Guilherme Martins, a graduate student in the computer science and engineering program, agreed.
“In the field of robotics or mechanical engineering, the ability to create a moving part without any welding removes a lot of the barriers to prototyping,” Martins said. “Using 3D printers also encourages you to learn something like a 3D modeling program so it pushes you to learn new skill sets.”
On the other side of the room, one student can be seen interacting with another student at a nearby table while holding a sandwich in one hand and a drink in the other. Instead of telling the visitors to keep quiet and to dispose of their food, Colegrove joins in on the conversations.
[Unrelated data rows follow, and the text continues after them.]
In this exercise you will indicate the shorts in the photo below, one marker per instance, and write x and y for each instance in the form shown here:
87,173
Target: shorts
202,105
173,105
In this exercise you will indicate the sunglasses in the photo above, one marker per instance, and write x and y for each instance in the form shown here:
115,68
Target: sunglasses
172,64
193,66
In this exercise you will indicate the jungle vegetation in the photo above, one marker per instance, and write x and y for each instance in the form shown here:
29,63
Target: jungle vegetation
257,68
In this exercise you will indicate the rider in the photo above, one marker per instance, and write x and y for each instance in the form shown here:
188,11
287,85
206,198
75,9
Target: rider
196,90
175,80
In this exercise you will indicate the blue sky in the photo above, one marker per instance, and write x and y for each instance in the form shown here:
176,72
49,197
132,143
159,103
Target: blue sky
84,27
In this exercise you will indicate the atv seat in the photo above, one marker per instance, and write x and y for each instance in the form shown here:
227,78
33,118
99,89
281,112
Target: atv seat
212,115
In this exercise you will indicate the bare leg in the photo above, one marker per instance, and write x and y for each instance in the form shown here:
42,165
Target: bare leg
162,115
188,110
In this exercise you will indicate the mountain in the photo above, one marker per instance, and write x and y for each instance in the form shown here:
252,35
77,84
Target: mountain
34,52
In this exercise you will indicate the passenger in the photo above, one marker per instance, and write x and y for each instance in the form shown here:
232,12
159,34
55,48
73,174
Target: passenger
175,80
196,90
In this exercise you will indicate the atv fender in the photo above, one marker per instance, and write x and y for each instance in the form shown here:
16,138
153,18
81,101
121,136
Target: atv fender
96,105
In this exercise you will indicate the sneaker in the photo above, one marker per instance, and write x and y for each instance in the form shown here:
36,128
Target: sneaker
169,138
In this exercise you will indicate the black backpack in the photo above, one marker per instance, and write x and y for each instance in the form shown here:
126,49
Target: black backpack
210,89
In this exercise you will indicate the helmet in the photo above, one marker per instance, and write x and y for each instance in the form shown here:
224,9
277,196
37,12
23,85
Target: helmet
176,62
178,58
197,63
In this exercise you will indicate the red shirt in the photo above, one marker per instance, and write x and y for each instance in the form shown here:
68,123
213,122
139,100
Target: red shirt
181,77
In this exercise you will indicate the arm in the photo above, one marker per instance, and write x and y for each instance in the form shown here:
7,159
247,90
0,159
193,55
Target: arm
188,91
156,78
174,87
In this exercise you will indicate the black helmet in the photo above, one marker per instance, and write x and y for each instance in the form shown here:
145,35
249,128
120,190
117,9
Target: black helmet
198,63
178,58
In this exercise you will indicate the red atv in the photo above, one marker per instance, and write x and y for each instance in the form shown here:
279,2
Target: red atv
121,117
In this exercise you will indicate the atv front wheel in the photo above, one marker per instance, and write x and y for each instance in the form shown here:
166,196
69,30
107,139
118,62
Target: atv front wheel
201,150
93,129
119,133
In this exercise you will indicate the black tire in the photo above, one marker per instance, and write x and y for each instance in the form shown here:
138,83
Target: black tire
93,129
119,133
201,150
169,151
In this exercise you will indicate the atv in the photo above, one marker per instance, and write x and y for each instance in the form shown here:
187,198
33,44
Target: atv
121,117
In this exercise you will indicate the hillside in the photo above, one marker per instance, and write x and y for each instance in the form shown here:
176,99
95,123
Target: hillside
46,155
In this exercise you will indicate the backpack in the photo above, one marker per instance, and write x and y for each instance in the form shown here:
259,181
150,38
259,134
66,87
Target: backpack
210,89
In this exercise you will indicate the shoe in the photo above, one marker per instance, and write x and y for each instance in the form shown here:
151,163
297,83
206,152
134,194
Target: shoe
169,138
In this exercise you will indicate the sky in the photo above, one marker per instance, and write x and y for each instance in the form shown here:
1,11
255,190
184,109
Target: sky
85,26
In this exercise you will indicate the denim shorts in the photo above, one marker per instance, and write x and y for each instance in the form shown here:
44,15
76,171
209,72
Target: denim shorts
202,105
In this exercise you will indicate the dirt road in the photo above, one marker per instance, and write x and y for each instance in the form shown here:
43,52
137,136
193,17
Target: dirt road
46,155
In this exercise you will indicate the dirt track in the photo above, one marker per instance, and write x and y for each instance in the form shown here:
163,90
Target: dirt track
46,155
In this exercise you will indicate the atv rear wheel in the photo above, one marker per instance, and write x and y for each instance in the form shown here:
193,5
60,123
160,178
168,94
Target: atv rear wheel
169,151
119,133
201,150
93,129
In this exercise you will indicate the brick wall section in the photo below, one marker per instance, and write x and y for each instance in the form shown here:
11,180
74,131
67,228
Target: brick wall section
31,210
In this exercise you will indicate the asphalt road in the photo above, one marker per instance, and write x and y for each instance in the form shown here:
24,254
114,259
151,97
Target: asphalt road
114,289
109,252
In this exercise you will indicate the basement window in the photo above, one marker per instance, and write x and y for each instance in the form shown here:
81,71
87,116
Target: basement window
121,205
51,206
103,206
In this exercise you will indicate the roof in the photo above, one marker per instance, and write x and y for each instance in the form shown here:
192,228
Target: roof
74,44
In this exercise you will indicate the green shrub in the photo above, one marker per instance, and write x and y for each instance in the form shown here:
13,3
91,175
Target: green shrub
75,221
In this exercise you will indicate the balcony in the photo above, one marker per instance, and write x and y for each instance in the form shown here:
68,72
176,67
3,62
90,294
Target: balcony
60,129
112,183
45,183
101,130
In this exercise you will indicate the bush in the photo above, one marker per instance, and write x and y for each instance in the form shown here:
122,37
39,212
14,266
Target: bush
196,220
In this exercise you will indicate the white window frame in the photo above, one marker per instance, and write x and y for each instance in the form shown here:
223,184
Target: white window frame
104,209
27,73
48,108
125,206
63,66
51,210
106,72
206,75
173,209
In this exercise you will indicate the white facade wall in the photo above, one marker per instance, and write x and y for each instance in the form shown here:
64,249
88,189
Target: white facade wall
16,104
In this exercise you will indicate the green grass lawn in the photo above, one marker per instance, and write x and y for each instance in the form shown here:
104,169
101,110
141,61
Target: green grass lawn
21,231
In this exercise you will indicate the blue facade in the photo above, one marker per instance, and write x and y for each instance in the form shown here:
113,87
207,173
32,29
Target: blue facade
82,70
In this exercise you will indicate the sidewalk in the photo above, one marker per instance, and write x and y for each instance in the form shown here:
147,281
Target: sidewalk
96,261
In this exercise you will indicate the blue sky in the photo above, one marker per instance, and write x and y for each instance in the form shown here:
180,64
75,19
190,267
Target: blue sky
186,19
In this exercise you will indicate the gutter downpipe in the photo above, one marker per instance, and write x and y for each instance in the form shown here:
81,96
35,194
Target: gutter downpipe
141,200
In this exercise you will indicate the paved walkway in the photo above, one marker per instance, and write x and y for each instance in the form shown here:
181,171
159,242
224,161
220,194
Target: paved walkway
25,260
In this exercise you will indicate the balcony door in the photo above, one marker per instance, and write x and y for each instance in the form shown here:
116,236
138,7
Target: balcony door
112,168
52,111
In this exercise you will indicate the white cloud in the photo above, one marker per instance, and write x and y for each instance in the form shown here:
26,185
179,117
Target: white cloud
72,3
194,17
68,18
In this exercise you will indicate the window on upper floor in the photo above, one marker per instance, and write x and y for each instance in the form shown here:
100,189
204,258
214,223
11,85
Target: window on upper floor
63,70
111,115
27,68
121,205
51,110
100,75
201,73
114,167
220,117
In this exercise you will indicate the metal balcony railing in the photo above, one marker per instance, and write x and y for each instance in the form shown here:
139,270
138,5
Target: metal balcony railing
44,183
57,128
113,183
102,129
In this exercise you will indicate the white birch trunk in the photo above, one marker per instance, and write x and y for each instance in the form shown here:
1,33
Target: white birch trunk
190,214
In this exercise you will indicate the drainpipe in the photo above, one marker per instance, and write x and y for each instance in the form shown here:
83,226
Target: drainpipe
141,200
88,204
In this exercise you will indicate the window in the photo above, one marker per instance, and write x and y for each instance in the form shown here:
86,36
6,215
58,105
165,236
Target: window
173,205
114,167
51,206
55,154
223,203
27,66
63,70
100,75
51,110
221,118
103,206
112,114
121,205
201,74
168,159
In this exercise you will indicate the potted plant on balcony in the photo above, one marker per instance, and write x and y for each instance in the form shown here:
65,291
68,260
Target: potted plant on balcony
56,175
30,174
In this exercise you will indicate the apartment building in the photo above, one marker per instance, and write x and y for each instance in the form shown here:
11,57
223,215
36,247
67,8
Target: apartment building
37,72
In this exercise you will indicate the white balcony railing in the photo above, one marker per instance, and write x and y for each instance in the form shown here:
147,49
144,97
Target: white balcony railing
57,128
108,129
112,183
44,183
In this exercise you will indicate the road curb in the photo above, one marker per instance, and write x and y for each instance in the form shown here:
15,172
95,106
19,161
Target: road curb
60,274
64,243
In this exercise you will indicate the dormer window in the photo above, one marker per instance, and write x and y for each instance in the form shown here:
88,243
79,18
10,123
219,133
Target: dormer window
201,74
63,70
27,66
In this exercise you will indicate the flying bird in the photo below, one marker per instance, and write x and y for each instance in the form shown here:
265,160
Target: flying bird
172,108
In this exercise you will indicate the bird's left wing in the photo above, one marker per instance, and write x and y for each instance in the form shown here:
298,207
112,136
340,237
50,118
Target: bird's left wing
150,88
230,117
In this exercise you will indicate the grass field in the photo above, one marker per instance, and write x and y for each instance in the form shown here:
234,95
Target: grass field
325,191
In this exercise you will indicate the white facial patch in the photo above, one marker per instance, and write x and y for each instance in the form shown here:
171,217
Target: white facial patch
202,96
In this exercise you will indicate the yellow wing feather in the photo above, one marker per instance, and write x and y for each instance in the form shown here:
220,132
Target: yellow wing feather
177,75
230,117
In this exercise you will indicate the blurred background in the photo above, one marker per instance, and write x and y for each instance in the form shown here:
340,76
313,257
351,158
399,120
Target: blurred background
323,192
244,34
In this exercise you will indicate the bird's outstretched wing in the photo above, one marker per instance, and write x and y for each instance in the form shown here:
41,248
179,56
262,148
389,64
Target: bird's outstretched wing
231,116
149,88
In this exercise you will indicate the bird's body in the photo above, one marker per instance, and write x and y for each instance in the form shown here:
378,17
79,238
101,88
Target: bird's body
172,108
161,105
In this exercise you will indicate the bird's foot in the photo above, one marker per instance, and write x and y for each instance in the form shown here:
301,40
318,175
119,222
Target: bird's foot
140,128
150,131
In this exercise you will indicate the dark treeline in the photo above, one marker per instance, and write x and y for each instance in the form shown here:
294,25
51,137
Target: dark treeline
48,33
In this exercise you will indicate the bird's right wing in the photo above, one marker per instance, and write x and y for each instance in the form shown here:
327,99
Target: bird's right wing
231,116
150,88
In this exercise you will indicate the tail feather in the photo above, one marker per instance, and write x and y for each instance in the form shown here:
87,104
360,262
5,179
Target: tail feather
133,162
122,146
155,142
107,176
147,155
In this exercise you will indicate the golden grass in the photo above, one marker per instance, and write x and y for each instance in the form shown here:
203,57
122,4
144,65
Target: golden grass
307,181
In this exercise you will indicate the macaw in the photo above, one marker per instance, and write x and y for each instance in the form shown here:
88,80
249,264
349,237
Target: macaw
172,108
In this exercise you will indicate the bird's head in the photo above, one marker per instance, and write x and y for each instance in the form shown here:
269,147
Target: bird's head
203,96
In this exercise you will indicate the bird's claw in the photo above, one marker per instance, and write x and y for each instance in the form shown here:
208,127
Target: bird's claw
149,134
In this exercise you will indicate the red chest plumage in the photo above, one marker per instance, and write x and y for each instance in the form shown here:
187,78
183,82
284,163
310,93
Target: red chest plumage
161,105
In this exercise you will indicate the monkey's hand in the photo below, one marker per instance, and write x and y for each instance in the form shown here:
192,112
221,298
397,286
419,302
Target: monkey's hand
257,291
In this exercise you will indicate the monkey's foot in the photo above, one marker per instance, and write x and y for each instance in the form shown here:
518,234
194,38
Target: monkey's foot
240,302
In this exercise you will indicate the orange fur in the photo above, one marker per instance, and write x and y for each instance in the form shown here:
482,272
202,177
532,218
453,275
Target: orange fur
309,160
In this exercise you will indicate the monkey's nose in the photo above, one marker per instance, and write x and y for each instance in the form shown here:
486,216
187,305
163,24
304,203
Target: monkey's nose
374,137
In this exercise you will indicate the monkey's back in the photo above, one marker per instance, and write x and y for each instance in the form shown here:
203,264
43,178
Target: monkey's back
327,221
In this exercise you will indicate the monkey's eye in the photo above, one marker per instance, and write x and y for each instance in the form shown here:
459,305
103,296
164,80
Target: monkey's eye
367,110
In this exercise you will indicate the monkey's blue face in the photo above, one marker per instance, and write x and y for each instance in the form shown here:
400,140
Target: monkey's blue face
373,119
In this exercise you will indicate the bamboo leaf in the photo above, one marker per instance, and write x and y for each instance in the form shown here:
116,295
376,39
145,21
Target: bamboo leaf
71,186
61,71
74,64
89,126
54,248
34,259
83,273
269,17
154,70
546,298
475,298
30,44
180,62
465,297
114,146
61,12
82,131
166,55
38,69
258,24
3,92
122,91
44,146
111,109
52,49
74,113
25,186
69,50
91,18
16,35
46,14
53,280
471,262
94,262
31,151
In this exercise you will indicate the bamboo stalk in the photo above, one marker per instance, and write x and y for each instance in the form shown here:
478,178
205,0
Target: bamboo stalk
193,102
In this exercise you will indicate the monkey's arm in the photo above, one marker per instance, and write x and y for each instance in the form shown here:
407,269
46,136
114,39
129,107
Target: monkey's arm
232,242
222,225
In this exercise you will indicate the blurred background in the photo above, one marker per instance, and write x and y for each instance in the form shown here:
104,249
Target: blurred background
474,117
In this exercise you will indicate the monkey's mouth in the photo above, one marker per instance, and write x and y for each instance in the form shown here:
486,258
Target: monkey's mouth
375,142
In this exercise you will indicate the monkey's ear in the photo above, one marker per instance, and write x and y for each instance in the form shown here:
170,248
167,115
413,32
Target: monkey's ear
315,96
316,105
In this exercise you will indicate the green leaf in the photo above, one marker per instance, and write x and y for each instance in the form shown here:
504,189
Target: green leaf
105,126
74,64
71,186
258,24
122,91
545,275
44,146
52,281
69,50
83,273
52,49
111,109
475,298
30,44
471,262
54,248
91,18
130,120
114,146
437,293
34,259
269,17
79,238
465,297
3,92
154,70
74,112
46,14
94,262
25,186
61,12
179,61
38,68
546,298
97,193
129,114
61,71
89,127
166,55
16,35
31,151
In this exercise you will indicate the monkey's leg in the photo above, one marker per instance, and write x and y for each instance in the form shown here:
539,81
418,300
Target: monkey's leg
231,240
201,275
“When I first came in (a couple of years ago), I talked to the dean and said, ‘You know, scientists and engineers are known for a lot of things but they’re not really known to be quiet people,'” Colegrove said. “We need to get that community back in the library.”
“It allows us to break out of the box and cross-pollinate in ways that we normally can’t. Cool stuff happens when you get people together.”
The biggest benefit Colegrove has seen so far is the increase in visits from people of other backgrounds. As the library for one of the top mining schools in the country, DeLaMare has a strong history in the geosciences. With the addition of the 3D printers, the school’s geological minds are now rubbing elbows with people from fields such as biology, computer science and even art.
Chris Bennett, a computer science engineering sophomore, said he especially enjoys the networking aspect of his visits to the 3D printing area. He briefly chatted with civil engineering senior Alicia Veach, who is planning to use the 3D printers to create miniature prototypes of the concrete canoes she and her team use in racing competitions around the country.
“You get your average engineering types but it’s also nice to see the biologists and the artists coming in here,” Bennett said. “It allows us to break out of the box and cross-pollinate in ways that we normally can’t. It’s basically tied to the Makerspace ethos — cool stuff happens when you get people together.”
This diverse meeting of the minds is exactly what Colegrove hopes to continue seeing as more folks become aware of the 3D printers. Colegrove alluded to the Gartner Hype Cycle, which explains the various phases that a technology goes through during adoption. The cycle starts with the creation of the technology followed by inflated expectations, disillusionment, enlightenment and the final phase of acceptance. Colegrove believes that 3D printers have passed the “disillusionment” phase that comes when a new technology fails to match the hype of inflated expectations. Instead, 3D printers are now starting to work their way up the “slope of enlightenment” stage, where most progress is achieved. How fast that translates to printing organs and Star Trek-style replicators, however, depends on how many people start playing with the technology now, he said. The key is collaboration, which speeds up the learning process, he added.
“The old model — where you have individual silos and people went into their individual towers — I mean, what good is that?” Colegrove said. “Now you have engineers talking with artists and creating new forms of knowledge. Instead of the old teaching model where you have the sage on the stage, the new model is about learning from one another to create a spark that can be fanned into a flame. You end up connecting all these dots.”